U.S. President Donald Trump says he is ending aid to Colombia after the country’s president, Gustavo Petro, accused the U.S. of ‘murder’ when it struck a small boat within Colombian territorial waters in September. The U.S. alleges the boat was a drug vessel, but Petro said the fisherman killed onboard had no ties to the drug trade.

Both writers referred to the fact the U.S. approach is overwhelmingly focused on the flow of drugs, even as it’s not clear these vessels were carrying drugs, or specifically carrying drugs to a North American destination.

The U.S. should increase access to addiction services for Americans, wrote the anonymous civilian employee.

“Steady demand ensures steady supply,” wrote DeMarco.

DeMarco is among those who have pointed out that although a handful of South American nations produce the bulk of the world’s cocaine, it is opioids that have contributed to soaring American drug toxicity deaths the past decade.

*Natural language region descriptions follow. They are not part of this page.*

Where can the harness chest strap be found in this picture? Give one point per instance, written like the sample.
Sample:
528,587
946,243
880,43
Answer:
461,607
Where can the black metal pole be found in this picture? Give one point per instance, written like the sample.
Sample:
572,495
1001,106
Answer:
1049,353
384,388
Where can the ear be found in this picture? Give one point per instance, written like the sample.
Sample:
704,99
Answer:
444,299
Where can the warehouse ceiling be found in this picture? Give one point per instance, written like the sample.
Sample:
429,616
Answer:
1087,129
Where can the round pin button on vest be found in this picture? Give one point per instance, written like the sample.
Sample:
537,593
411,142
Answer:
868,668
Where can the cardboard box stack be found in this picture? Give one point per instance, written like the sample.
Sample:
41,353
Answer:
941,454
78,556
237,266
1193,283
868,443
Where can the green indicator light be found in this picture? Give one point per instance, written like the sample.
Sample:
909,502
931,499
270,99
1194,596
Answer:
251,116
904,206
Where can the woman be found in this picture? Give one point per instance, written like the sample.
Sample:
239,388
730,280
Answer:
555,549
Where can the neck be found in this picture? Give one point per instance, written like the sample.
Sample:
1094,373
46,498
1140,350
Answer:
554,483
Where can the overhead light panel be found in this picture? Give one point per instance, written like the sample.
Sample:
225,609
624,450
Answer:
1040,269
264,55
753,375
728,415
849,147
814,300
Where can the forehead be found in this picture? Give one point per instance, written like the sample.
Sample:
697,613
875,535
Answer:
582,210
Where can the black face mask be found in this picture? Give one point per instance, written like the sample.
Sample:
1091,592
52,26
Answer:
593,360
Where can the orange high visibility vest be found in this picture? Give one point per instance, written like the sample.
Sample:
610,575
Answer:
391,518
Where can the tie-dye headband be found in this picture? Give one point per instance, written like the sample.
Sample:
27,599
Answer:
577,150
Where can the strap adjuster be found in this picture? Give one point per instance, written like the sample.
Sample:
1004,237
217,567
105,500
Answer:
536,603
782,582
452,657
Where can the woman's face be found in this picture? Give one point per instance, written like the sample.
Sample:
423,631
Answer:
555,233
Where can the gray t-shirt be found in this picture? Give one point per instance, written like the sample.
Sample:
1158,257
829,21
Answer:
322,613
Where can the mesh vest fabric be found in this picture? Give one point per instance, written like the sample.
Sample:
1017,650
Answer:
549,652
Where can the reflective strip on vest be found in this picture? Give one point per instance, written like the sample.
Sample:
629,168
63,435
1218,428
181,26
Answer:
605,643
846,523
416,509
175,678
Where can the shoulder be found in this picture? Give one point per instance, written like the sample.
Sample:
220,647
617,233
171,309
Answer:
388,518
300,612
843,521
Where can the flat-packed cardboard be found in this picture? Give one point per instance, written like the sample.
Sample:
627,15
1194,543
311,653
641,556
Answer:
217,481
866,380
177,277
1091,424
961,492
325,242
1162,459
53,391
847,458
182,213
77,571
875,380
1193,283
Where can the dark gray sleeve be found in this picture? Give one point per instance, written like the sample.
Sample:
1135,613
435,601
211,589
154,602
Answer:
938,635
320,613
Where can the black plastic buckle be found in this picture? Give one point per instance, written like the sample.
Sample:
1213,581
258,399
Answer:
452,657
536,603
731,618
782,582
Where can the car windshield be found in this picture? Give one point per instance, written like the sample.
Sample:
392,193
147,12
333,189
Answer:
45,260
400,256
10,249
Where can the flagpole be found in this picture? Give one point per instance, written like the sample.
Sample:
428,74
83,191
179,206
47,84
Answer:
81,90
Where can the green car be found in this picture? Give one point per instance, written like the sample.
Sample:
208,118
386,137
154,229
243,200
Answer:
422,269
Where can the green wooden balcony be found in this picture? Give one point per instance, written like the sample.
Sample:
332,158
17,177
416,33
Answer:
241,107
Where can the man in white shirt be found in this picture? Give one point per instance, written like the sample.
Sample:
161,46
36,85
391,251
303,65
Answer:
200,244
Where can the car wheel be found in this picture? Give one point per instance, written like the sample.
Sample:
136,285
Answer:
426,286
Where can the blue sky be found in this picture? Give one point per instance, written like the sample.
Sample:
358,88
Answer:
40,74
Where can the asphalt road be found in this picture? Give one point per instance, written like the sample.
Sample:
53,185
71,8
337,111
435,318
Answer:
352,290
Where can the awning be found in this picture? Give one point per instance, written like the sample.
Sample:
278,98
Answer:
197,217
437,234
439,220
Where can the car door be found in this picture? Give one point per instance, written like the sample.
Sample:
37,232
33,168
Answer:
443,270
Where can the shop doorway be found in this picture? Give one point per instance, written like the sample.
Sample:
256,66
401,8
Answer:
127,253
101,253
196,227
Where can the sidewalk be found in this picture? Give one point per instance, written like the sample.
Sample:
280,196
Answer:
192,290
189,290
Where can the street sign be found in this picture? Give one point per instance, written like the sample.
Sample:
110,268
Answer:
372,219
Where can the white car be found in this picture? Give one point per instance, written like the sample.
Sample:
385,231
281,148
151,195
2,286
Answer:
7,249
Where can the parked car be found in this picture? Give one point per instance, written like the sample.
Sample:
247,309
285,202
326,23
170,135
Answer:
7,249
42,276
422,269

Furthermore, the U.S. strikes have antagonized Colombia, a cocaine-producing ally with which it has long worked jointly to eradicate coca crops, while focusing on Venezuela, known more as a porous drug transit corridor, rather than a producer on the order of Colombia, Peru and Bolivia.

DeMarco also thinks recent U.S. financial support for Argentina is a key data point in understanding the regional context, while taking note of Venezuela’s rich reserves — the U.S., China and Russia have all imported Venezuelan oil at various times.

Condemnation inside, outside U.S.

Democrats in U.S. Congress have expressed concerns about a lack of transparency from the administration. Independent experts appointed by the UN Human Rights Council have said the use of such lethal force violates international laws of the sea and amounts to “extrajudicial executions.”

While the scope and frequency of the the strikes have been remarkable, the Trump administration’s use of lethal force is not unprecedented for the U.S. in the region, at least as far as nations involved in the cocaine supply chain.

WATCH | CBC News coverage as the invasion of Panama began:

On Dec. 20, 1989, Peter Mansbridge brings viewers up to speed on the events unfolding in Panama.

George H.W. Bush’s administration’s launched Operation Just Cause to remove Panamanian dictator and drug trafficker Manuel Noriega in 1990. More egregiously, an anti-drug operation in Peru saw CIA personnel shoot down a plane in 2001 that didn’t contain traffickers, but passengers that included an American missionary and her infant daughter. They were both killed.

While the ramifications of the administration’s approach might not be known for months and years, it is an area — unlike trade — where Trump has not been mercurial.

Reports began to emerge in the U.S. media last year when Trump was on the campaign trail that his future administration would consider military force against drug cartels, and on his first day in office he signed an executive order designating drug cartels as foreign terrorist organizations.